La situation paraît différente en ce qui concerne l’article 7 de la charte. À la fin de l’audience sur remise en liberté, sans l’avoir sollicitée, la procureure de la poursuite a reçu de l’information privilégiée de la part de la plaignante. La compromission du privilège avocat-client s’étendait désormais à la poursuite et à la police, y compris la gestion des étapes à venir pour mettre fin à cette compromission. Le critère de l’atteinte minimale n’est pas rempli en l’espèce. Il en découle que l’article 7 de la charte a été enfreint. La procureure était de bonne foi et elle n’a pas eu accès à l’enregistrement. L’avocat du requérant n’avait pas demandé au juge la permission de parler à son client, et aucune ordonnance d’exclusion des témoins comme telle n’avait été demandée ni rendue. La plaignante n’a été ni interrogée ni contre-interrogée au sujet du souvenir qu’elle avait de la conversation. Ce déficit dans l’administration de la preuve rend difficile la réfutation du préjudice. D’autres éléments, comme les longues démarches pour récupérer l’enregistrement ainsi que le fait que l’enquêteuse ait effacé précipitamment et délibérément les messages texte, sont défavorables. La présomption de préjudice n’a pas été repoussée. La compromission du privilège est sérieuse, et il est difficile de mesurer son incidence sur la conduite ou l’issue du procès.

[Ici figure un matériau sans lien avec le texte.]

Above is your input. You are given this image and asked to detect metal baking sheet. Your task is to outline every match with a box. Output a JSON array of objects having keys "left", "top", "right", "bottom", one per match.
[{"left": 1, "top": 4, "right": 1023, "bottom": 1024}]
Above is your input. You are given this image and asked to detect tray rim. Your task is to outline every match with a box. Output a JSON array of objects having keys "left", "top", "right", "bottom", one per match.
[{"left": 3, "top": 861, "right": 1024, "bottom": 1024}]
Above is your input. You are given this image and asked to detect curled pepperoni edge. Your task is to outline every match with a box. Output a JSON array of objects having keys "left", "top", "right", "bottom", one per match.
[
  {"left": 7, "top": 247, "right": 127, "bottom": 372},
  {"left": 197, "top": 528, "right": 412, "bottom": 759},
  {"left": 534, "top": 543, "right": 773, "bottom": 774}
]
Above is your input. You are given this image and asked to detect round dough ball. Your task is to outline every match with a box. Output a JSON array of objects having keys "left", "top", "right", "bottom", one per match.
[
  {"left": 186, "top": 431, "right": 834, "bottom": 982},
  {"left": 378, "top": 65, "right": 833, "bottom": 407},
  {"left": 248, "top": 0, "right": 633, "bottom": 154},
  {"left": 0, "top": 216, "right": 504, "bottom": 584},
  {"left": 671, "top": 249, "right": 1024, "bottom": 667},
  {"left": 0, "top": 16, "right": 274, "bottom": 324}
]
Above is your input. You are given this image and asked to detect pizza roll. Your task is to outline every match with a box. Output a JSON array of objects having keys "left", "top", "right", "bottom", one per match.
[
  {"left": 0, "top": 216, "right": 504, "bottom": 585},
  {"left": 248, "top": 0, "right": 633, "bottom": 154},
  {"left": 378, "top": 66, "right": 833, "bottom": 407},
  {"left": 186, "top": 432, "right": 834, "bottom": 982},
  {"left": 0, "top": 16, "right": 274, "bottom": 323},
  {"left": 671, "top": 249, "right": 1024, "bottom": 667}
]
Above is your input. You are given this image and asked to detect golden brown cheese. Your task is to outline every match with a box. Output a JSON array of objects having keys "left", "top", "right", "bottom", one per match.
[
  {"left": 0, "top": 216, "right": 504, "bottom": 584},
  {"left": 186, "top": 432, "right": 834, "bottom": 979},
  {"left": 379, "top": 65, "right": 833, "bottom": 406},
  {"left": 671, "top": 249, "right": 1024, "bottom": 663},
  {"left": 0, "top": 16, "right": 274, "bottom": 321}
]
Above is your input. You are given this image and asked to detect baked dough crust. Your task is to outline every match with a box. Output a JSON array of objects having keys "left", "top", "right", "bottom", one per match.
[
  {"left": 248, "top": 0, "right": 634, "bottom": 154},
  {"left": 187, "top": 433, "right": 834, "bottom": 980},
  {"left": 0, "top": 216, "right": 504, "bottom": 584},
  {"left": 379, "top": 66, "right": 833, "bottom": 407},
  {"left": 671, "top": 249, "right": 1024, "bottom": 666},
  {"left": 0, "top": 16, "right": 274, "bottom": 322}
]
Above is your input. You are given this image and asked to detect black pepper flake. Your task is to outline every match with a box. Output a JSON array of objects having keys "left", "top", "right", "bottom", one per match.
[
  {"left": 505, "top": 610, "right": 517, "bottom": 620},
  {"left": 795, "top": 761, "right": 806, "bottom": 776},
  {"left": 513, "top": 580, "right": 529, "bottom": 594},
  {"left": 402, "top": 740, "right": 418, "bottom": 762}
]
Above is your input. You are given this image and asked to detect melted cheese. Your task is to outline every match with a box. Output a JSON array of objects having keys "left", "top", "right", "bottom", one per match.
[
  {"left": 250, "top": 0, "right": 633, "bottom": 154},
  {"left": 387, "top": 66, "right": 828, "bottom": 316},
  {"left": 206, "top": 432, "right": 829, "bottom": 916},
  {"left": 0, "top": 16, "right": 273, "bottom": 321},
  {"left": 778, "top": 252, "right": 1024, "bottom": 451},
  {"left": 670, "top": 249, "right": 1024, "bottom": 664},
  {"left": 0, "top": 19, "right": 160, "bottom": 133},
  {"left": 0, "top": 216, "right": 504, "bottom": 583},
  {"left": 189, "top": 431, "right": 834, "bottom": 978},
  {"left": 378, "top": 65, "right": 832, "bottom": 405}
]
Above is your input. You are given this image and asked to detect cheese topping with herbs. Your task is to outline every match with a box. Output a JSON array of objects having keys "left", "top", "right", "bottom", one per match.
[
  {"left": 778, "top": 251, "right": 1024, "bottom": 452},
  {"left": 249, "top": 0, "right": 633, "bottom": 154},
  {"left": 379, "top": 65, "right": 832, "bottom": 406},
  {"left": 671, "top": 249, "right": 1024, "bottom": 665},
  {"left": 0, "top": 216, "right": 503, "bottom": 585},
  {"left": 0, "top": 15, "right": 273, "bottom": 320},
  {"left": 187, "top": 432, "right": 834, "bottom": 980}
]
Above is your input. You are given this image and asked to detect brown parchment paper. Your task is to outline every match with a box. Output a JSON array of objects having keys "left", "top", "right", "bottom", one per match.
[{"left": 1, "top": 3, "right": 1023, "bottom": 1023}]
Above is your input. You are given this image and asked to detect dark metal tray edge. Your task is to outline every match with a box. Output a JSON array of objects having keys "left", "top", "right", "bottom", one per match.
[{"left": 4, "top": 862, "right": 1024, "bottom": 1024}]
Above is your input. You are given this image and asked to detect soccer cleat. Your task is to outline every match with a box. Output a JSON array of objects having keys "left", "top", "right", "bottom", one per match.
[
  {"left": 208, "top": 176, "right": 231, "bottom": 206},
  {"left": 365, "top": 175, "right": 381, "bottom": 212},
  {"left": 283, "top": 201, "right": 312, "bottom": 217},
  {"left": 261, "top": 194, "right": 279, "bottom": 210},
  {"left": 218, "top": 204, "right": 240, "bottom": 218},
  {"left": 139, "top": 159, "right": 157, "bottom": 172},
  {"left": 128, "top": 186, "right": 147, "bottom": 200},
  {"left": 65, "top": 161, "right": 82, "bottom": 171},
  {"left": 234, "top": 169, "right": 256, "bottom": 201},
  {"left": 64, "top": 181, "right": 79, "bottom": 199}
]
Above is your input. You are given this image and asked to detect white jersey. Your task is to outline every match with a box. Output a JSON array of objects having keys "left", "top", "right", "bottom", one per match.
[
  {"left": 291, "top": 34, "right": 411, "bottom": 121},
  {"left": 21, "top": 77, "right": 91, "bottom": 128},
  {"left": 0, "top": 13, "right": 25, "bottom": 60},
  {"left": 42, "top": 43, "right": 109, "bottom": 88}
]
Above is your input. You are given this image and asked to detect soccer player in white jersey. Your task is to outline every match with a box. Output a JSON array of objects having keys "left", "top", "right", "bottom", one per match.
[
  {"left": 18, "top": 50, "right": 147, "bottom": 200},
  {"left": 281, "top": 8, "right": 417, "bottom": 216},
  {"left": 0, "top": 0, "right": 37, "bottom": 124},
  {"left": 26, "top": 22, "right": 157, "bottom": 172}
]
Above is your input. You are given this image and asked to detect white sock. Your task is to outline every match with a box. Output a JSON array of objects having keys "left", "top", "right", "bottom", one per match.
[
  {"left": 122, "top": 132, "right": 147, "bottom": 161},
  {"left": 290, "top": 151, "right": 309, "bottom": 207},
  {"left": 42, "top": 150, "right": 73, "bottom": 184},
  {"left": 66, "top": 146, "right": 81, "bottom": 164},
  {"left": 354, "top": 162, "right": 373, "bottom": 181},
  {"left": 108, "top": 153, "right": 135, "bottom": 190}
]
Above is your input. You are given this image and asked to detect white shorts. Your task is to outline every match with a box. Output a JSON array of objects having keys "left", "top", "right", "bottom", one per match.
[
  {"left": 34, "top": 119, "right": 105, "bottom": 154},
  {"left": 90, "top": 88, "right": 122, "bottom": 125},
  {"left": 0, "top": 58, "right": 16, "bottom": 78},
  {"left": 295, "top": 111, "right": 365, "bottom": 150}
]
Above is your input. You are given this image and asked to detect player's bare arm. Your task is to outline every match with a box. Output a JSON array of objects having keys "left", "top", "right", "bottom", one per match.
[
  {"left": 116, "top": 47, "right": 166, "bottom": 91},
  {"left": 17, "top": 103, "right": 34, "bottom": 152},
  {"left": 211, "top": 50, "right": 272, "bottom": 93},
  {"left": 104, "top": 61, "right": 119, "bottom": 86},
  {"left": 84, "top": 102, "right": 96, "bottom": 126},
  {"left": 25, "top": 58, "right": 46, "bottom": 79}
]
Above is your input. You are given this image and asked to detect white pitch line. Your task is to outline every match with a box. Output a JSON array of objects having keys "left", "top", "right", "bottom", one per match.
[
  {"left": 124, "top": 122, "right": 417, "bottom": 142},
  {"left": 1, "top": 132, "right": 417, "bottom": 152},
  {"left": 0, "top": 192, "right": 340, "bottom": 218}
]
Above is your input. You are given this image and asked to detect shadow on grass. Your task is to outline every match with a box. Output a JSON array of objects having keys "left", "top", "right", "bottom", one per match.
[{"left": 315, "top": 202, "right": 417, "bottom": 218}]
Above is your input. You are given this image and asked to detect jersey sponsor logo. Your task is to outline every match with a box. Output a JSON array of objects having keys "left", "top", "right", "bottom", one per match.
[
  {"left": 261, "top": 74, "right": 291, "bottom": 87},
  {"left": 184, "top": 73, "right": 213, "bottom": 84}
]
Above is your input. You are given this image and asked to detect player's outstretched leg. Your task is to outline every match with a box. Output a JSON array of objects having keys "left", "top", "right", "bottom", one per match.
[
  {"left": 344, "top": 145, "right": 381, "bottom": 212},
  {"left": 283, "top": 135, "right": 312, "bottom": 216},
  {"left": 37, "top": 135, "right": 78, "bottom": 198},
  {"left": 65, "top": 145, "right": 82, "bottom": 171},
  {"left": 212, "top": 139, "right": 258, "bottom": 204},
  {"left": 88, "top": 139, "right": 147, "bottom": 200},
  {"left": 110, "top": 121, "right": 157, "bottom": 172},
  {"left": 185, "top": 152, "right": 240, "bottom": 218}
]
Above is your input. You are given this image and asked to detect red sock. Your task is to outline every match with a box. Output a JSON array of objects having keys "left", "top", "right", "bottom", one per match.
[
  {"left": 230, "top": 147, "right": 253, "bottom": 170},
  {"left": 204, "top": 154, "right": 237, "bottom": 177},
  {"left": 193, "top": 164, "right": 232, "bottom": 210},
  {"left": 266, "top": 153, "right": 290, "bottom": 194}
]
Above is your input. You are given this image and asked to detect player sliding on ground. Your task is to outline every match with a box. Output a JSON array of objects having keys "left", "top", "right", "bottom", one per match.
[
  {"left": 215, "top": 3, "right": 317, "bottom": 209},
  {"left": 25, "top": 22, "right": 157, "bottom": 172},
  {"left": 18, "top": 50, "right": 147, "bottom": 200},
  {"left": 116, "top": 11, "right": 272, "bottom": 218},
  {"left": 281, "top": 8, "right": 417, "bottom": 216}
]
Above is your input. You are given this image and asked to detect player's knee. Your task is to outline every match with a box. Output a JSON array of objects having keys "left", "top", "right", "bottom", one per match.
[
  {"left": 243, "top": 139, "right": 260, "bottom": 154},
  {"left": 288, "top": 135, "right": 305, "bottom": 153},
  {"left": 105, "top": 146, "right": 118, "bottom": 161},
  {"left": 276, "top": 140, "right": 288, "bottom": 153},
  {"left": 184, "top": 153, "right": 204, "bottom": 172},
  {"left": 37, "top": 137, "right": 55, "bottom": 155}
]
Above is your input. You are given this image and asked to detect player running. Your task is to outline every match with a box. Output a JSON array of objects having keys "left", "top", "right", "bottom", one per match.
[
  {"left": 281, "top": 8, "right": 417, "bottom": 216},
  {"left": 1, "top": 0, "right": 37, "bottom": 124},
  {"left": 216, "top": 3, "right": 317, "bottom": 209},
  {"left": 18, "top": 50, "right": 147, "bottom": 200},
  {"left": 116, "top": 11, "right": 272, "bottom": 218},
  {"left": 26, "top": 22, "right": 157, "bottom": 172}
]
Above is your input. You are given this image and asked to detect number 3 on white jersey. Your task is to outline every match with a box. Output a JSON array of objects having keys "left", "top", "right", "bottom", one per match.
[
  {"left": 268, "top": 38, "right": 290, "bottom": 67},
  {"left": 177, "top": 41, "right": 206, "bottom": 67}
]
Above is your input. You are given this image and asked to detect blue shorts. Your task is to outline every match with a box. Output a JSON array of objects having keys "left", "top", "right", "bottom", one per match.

Des réparations moins sévères que l’arrêt des procédures seraient susceptibles de corriger l’abus de procédure, la violation de l’article 7 de la charte et le risque de préjudice. Des mesures procédurales et des mesures «substantives» permettent de rétablir l’équité du procès et de dissocier le système judiciaire des conduites répréhensibles dans ce dossier. Du côté de la poursuite, la procureure visée par l’incident et l’équipe de procureurs agissant sur la requête en arrêt des procédures ne pourront plus occuper dans cette affaire ni communiquer avec la plaignante. Seul un procureur n’ayant aucune connaissance de l’affaire devra mener la poursuite contre le requérant. Ce procureur ne pourra avoir de discussions sur le fond de l’affaire avec les procureurs mentionnés. Du côté de la police, l’enquêteuse sera dessaisie de l’affaire, elle ne pourra plus communiquer avec la plaignante et il lui sera interdit de divulguer l’information privilégiée dont elle a eu connaissance. La même interdiction s’applique à la plaignante, qui ne pourra non plus être interrogée au procès au sujet des événements ayant mené à la compromission du privilège. La poursuite ne pourra contre-interroger le requérant au sujet de l’incident. Enfin, le jury devra être informé du fait que la plaignante a appris de l’information privilégiée dans ce dossier. La combinaison de toutes ces mesures ainsi que leur effet cumulatif rétablissent l’équité du procès et réparent l’atteinte à l’intégrité du système judiciaire.